Author: Michael Erard
Rating: ★★★★☆

The book caught my attention when I first saw it in Book. Inc store. Now I finally got time to read it. The topic of the book are stumbles, blunders and so-called filler words, such as ‘um’, ‘uh’, ‘you know’ and etc. the words that we deem as inefficient and try to remove from our speaking. In fact, Michael Erard demonstrates that these ‘wastes’ serve certain goal in our language and there are a lot to be studied.

The author starts the book by introducing the origin of spoonerism, a professor named Reverend Spooner, who is famous for his frequent verbal slips, in the beginning of 20th century. Freud is one of early researchers who studied this phenomenon, inevitably, explain it with his omnipotent sub-conscious theory. The LOL example the author gives is Bush’s goof, “an erection … an election in Iraq”, which can be translated to “an erection I lack” by Freud, but is simply a switch of Consonant, reveals the different views of the researchers. Erard goes on to categorize different blunders and shows that they are not random meaningless mistakes, instead, they have patterns and plausible indications.
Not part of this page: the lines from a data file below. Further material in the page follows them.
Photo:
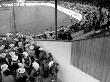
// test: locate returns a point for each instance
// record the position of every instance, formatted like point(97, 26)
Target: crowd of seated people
point(23, 60)
point(95, 19)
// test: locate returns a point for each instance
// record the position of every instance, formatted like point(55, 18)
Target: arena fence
point(92, 56)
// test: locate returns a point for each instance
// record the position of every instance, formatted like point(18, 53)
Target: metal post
point(56, 19)
point(14, 18)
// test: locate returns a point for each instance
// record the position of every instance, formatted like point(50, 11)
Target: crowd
point(94, 19)
point(23, 60)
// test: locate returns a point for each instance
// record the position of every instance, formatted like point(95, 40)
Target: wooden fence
point(92, 56)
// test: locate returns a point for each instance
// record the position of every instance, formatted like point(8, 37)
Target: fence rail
point(92, 56)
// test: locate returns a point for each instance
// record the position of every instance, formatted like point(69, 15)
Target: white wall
point(61, 51)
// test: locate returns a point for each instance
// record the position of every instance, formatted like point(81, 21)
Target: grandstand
point(78, 53)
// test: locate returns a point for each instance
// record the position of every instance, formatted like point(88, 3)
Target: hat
point(11, 45)
point(50, 63)
point(21, 65)
point(21, 70)
point(31, 47)
point(35, 65)
point(25, 54)
point(8, 34)
point(14, 58)
point(2, 47)
point(12, 53)
point(4, 38)
point(41, 49)
point(16, 39)
point(27, 45)
point(3, 55)
point(20, 43)
point(4, 67)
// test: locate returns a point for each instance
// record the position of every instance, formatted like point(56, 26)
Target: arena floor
point(31, 19)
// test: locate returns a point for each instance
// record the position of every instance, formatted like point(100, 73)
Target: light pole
point(56, 19)
point(14, 19)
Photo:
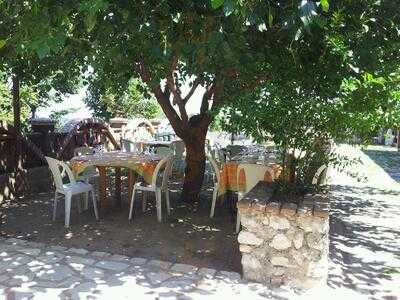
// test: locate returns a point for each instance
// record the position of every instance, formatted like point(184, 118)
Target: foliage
point(25, 42)
point(135, 102)
point(310, 51)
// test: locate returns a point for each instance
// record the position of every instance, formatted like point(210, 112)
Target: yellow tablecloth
point(143, 164)
point(229, 179)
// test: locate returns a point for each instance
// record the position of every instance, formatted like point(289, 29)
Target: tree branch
point(207, 97)
point(162, 98)
point(177, 97)
point(192, 90)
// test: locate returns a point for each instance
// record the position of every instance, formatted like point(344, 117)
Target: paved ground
point(365, 227)
point(364, 256)
point(32, 270)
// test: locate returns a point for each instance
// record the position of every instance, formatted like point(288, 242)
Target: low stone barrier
point(284, 243)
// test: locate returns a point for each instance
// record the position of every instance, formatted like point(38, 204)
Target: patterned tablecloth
point(229, 180)
point(143, 164)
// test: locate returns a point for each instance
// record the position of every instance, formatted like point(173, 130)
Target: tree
point(228, 47)
point(135, 102)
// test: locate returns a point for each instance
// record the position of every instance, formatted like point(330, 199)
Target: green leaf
point(325, 5)
point(42, 51)
point(90, 21)
point(216, 3)
point(270, 18)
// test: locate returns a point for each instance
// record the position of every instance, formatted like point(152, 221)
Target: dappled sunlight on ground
point(187, 236)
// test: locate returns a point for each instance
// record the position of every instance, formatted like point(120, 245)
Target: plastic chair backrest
point(58, 170)
point(163, 151)
point(165, 164)
point(215, 168)
point(253, 173)
point(318, 174)
point(82, 151)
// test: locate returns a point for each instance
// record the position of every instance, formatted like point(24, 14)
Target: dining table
point(231, 182)
point(142, 164)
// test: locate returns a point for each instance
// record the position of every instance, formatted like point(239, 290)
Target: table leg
point(118, 186)
point(102, 186)
point(131, 182)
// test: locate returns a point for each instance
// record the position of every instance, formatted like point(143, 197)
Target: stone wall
point(284, 243)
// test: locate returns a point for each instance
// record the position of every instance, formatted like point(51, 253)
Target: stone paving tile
point(138, 261)
point(112, 265)
point(159, 264)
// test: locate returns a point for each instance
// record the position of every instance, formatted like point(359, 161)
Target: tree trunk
point(18, 168)
point(195, 164)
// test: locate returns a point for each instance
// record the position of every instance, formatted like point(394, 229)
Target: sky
point(82, 111)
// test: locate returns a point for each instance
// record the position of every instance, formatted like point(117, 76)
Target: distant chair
point(235, 150)
point(59, 169)
point(129, 146)
point(253, 174)
point(164, 165)
point(90, 173)
point(320, 177)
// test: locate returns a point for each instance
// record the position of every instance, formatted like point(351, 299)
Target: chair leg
point(158, 205)
point(131, 206)
point(238, 222)
point(86, 201)
point(55, 206)
point(167, 202)
point(67, 209)
point(79, 204)
point(96, 212)
point(144, 202)
point(214, 200)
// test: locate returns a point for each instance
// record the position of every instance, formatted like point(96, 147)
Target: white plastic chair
point(253, 174)
point(217, 180)
point(320, 175)
point(59, 169)
point(166, 164)
point(90, 171)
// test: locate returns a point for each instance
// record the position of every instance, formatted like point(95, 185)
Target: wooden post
point(102, 186)
point(398, 139)
point(118, 187)
point(18, 168)
point(131, 182)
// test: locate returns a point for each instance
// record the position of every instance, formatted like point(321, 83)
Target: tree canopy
point(231, 48)
point(135, 102)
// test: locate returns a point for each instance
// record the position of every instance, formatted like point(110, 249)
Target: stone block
point(288, 209)
point(112, 265)
point(273, 208)
point(248, 238)
point(279, 222)
point(183, 268)
point(206, 272)
point(280, 261)
point(298, 239)
point(280, 242)
point(245, 248)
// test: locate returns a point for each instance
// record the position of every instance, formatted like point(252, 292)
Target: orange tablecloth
point(229, 179)
point(143, 164)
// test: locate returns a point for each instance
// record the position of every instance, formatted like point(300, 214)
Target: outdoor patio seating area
point(213, 149)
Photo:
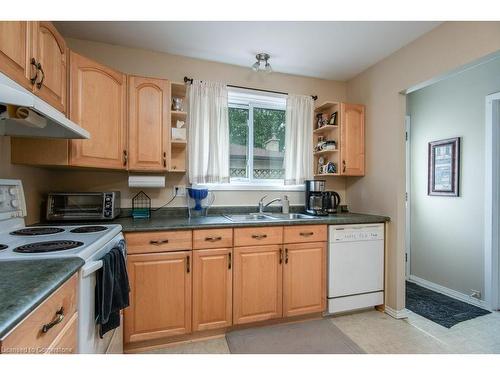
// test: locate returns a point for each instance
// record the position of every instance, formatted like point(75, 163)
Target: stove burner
point(47, 246)
point(36, 231)
point(88, 229)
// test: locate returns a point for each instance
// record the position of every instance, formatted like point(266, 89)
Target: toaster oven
point(83, 206)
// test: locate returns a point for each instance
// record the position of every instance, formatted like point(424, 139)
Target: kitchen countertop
point(25, 284)
point(163, 222)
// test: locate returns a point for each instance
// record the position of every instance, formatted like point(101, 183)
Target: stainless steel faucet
point(262, 205)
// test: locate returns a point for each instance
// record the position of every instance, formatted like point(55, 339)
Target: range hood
point(34, 118)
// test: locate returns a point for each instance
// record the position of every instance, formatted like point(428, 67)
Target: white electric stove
point(88, 242)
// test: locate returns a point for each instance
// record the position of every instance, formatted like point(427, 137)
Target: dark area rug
point(311, 337)
point(439, 308)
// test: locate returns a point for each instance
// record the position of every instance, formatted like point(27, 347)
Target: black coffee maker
point(314, 199)
point(331, 202)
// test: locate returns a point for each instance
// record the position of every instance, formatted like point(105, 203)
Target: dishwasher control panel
point(350, 233)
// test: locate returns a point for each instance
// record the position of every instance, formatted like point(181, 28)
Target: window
point(257, 137)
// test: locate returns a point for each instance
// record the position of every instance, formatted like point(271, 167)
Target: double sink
point(268, 217)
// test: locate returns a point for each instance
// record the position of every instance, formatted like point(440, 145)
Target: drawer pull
point(158, 242)
point(213, 239)
point(306, 234)
point(59, 318)
point(259, 236)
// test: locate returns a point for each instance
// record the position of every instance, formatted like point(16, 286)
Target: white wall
point(447, 233)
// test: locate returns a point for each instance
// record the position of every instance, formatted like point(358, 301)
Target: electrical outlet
point(475, 294)
point(181, 190)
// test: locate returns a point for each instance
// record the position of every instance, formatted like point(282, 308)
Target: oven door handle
point(90, 268)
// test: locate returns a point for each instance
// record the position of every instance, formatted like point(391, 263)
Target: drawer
point(212, 238)
point(29, 336)
point(305, 233)
point(66, 342)
point(156, 242)
point(258, 236)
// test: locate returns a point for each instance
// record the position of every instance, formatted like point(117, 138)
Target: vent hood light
point(22, 114)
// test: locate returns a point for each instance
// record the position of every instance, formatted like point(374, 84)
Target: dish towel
point(112, 290)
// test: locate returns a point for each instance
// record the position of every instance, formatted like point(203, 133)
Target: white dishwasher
point(355, 267)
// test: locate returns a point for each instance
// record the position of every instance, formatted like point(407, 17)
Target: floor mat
point(311, 337)
point(439, 308)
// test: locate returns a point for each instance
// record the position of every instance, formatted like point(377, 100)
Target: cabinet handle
point(35, 65)
point(259, 236)
point(158, 242)
point(59, 318)
point(39, 84)
point(306, 234)
point(213, 239)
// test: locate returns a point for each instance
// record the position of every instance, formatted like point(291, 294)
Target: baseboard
point(448, 292)
point(396, 314)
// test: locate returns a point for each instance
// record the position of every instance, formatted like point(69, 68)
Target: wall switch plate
point(181, 190)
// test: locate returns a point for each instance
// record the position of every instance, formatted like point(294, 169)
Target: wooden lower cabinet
point(212, 289)
point(257, 283)
point(304, 278)
point(160, 298)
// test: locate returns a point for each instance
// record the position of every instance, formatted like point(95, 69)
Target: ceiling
point(337, 50)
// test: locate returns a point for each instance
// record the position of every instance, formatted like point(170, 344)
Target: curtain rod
point(190, 80)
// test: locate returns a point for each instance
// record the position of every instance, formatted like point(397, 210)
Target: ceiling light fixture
point(262, 63)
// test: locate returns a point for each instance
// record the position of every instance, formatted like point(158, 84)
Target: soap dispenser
point(285, 205)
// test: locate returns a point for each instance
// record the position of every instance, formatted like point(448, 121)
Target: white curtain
point(298, 139)
point(208, 129)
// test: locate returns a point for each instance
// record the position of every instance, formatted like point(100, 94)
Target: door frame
point(492, 202)
point(408, 198)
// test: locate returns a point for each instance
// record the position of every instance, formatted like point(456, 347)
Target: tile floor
point(376, 332)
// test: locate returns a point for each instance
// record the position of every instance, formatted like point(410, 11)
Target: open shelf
point(325, 129)
point(323, 152)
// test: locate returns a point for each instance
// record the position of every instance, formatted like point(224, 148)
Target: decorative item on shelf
point(179, 132)
point(320, 121)
point(141, 206)
point(333, 119)
point(177, 104)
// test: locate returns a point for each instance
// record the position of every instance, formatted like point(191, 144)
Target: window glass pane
point(268, 143)
point(238, 142)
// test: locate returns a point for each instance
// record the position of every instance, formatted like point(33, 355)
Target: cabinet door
point(352, 143)
point(149, 123)
point(257, 287)
point(304, 278)
point(212, 289)
point(51, 52)
point(98, 103)
point(15, 51)
point(160, 303)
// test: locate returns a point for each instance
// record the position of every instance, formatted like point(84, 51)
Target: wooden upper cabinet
point(212, 288)
point(16, 50)
point(51, 52)
point(304, 278)
point(160, 298)
point(352, 143)
point(98, 104)
point(149, 124)
point(257, 293)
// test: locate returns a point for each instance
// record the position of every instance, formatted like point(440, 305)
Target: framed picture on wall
point(444, 167)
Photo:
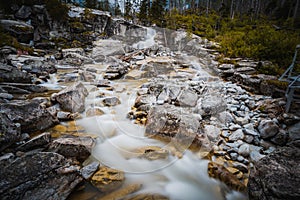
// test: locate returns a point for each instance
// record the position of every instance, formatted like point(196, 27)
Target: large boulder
point(73, 147)
point(13, 75)
point(268, 129)
point(10, 132)
point(276, 176)
point(21, 30)
point(42, 175)
point(29, 114)
point(173, 124)
point(72, 98)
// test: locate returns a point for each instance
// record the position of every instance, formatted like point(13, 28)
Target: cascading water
point(118, 138)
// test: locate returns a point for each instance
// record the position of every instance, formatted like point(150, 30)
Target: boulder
point(72, 98)
point(30, 115)
point(42, 175)
point(211, 105)
point(10, 132)
point(12, 74)
point(268, 128)
point(111, 101)
point(21, 30)
point(23, 13)
point(73, 147)
point(219, 172)
point(107, 179)
point(175, 125)
point(187, 98)
point(276, 176)
point(40, 141)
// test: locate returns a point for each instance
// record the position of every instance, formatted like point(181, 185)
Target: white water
point(179, 179)
point(149, 40)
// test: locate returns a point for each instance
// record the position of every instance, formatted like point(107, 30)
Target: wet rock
point(21, 30)
point(280, 138)
point(147, 197)
point(187, 98)
point(220, 172)
point(123, 192)
point(88, 171)
point(211, 105)
point(276, 176)
point(73, 147)
point(111, 101)
point(107, 48)
point(61, 115)
point(72, 98)
point(152, 153)
point(42, 175)
point(115, 71)
point(268, 128)
point(40, 141)
point(236, 135)
point(244, 150)
point(23, 13)
point(175, 124)
point(31, 115)
point(38, 67)
point(6, 96)
point(212, 132)
point(94, 112)
point(107, 179)
point(11, 74)
point(10, 131)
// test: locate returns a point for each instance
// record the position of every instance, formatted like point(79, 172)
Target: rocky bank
point(246, 137)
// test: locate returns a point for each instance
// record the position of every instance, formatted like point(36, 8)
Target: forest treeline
point(257, 29)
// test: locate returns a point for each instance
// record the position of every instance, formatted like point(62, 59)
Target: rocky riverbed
point(142, 115)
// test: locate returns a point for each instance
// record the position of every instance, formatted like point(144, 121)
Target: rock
point(152, 153)
point(107, 179)
point(40, 141)
point(236, 135)
point(187, 98)
point(23, 13)
point(38, 67)
point(218, 171)
point(244, 150)
point(73, 147)
point(6, 96)
point(280, 138)
point(61, 115)
point(11, 74)
point(88, 171)
point(268, 129)
point(94, 112)
point(146, 196)
point(125, 191)
point(42, 175)
point(31, 115)
point(115, 71)
point(211, 105)
point(212, 132)
point(294, 131)
point(107, 48)
point(276, 176)
point(175, 124)
point(72, 98)
point(111, 101)
point(21, 30)
point(10, 132)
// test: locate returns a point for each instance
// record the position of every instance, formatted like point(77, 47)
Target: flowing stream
point(118, 137)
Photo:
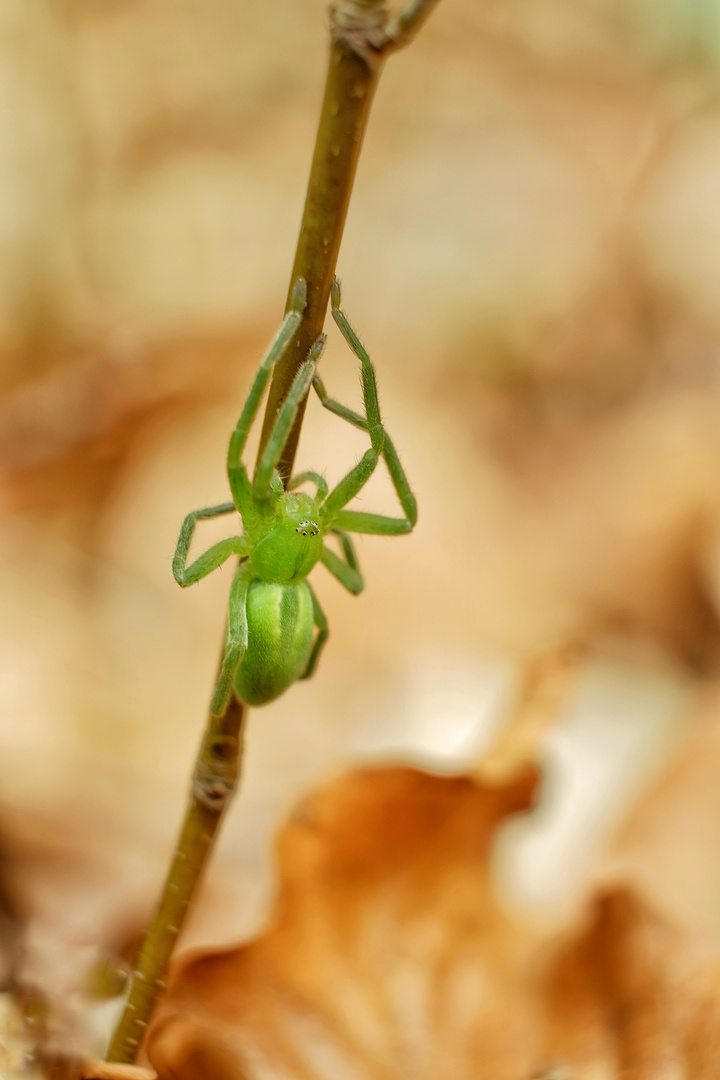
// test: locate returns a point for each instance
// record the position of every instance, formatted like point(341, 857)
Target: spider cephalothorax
point(273, 609)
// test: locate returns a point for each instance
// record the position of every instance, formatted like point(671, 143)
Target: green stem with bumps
point(361, 38)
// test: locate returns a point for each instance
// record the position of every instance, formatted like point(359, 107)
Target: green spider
point(273, 609)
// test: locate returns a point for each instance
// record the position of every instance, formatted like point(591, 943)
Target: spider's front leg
point(214, 556)
point(323, 632)
point(240, 485)
point(334, 511)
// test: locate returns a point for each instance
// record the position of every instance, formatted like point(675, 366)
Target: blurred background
point(532, 258)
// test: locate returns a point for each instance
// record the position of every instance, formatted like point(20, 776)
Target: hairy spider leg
point(214, 556)
point(389, 451)
point(349, 572)
point(315, 478)
point(333, 508)
point(240, 484)
point(236, 639)
point(323, 632)
point(262, 488)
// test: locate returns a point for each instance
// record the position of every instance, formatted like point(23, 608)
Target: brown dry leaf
point(389, 957)
point(385, 937)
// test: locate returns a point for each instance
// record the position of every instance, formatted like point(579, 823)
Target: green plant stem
point(361, 38)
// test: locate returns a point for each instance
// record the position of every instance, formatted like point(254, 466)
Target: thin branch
point(361, 39)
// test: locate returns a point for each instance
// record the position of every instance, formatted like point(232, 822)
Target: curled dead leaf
point(389, 957)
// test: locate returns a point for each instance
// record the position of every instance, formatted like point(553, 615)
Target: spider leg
point(284, 421)
point(240, 484)
point(315, 478)
point(333, 509)
point(213, 557)
point(236, 639)
point(321, 622)
point(347, 572)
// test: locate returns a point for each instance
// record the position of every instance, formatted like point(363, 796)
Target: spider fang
point(303, 526)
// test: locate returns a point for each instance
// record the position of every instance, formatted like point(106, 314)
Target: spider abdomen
point(280, 633)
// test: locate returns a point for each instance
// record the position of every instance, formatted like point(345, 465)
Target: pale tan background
point(532, 257)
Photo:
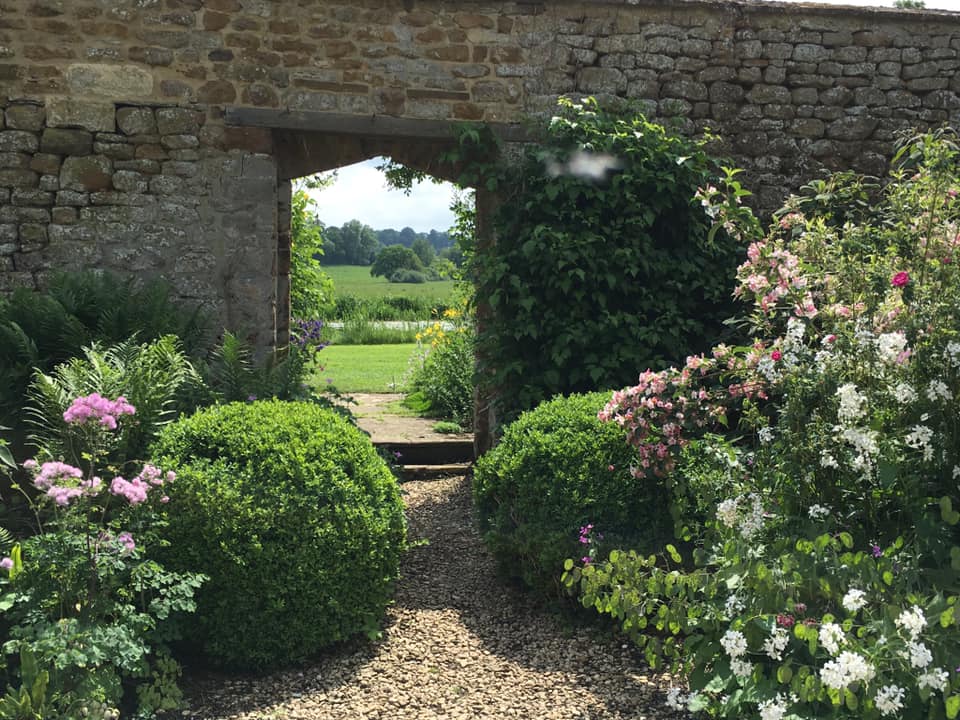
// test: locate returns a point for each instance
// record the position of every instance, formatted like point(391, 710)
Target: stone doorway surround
point(306, 143)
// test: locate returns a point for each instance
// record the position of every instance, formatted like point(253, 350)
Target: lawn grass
point(364, 368)
point(356, 280)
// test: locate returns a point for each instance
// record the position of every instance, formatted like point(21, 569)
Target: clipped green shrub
point(295, 519)
point(557, 470)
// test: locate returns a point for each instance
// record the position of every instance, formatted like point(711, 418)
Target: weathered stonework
point(114, 151)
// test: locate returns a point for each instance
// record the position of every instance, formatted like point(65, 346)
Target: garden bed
point(457, 644)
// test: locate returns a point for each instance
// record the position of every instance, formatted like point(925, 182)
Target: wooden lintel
point(369, 125)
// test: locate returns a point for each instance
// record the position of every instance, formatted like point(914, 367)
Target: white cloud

The rest of book discuss how our society view these blunders, why do we want to erase them? what is “well-spoken”? Or even how to make money from them? I actually that only until recent history have removing blunders and fillers become important in speech. This is because ancient speakers didn’t really have a lot of audience. When what they said is recorded on paper, all defects were removed. With the invention of radio and recoding devices, not only what but also how speakers say it can reach a lot of more people and be reviewed countless times. Purity becomes necessary in the public speech.

Another interesting observation is, although, like ToastMaster tells us, we try to remove every defects in our speech, a perfect speech doesn’t mean it is more effective. A good example is Brack Obama’s speech. He has quite a lot seemingly unnecessary stops. However, Obama is no question a very effective speaker. These pauses become part of his image of thoughtfulness and intelligence. Often time, a fluent speech distance the speaker from the audience. That explains that given that Bush made so many slips in his speeches, he was elected twice because he was considered as someone whom can have a beer with.